If I were to write a book about myself, it might start with a forward like this:
Depending on where you were born, your parents, community and culture will instill in you a general set of beliefs and behaviors. In my childhood, along the Mason-Dixon Line, the politics were slightly capitalist and Republican, and the religion was Christianity. My dad was not a committed church-goer while my mom was, and outside of church, God and Christ were rarely discussed. I didn’t get much of that from neighbors or school mates either. This afforded me room to be myself and think for myself, something I’m thankful for to this day. I had the chance to observe the world, compare and reflect on candidate explanations for these observations, and understand to a small degree why some explanations fit the data better than others, and should therefore be trusted more than others. I didn’t think of it in those terms, but that’s what was happening.
I remember a friend in high school who relayed to me that “Bible scholars” thought that Jesus was going to return in 1975 (am I dating myself?) I found it interesting, but it didn’t spur me into a religious fervor. I just watched and went on with my life.
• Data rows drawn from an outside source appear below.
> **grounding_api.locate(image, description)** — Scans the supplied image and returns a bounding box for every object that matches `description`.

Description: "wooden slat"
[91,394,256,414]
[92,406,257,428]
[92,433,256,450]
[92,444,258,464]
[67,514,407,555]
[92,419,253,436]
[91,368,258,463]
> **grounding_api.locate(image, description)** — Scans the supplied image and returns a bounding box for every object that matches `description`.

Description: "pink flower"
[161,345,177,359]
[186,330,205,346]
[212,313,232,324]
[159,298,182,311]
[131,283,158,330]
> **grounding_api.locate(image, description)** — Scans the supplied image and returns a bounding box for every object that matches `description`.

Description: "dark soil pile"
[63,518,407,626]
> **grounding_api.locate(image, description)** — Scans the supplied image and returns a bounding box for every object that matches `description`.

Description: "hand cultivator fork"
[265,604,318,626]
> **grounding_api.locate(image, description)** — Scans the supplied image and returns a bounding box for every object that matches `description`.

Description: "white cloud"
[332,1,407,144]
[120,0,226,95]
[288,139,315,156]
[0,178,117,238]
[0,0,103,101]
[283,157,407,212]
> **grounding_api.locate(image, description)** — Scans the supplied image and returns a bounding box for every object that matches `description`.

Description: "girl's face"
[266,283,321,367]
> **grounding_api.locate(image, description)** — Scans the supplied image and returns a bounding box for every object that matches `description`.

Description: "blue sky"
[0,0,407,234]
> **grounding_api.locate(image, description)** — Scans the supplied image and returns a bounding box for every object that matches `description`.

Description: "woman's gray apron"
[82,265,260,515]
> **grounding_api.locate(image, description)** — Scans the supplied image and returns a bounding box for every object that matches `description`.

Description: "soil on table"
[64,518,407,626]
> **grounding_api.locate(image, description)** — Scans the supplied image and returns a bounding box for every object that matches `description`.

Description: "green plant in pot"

That attitude - that religion is interesting but not essential - has more-or-less stuck with me my whole adult life. With the exception of one brief 6 or 8 month immersion in a Pentecostal church, I was one of the spiritual-but-not-religious types.
I’ve said elsewhere that a verse-by-verse reading of the Old Testament is what disabused me of the belief that the Bible was literally true. And if it’s not literally true, then a believer is left trying to understand the metaphors and allegories that it presents, or eventually comes to understand it as a culturally valuable myth. So after setting the Bible down and walking away, I retained a vague suspicion that there was an underlying supernatural basis for things that the Bible tried to convey. I started to understand religions of any sort as attempts to get down to underlying truths about reality. Maybe God was less a person and more a spirit, or he/she/it was the universe itself, or it didn’t exist at all, but a unifying substrate to apparent reality did. I gently glided across all those currents for over two decades without falling out of the boat and drowning in any one of them.
Soon after 9/11, I began a serious look at how people use language to change people’s opinions about topics. At first - predictably - it was the war with the terrorists and the invasion or Iraq. Then it turned to general political matters, THEN to religion. So it hasn’t been more than 8 or 10 years since I’ve developed a more rigorous intellectual approach to the existence of gods, the costs and benefits of religions, a general world view of what reality is, and whether there’s anything beyond it that’s worth spending time thinking about.
On this journey, I’ve come to realize that people are a varying combination of intelligence, knowledge, education, independence, disposition, confidence and a whole lot of other factors that - before taking into account external influences - would lead them to believe or disbelieve in the existence of the supernatural. And I suspect that the combination of characteristics that create fertile ground for skepticism and non-belief, is rarer than not. When faced with conventional beliefs in god(s) that have been carried down by societies over the millennia, I understand how and why belief is more common than non-belief. But I'd like to help that change.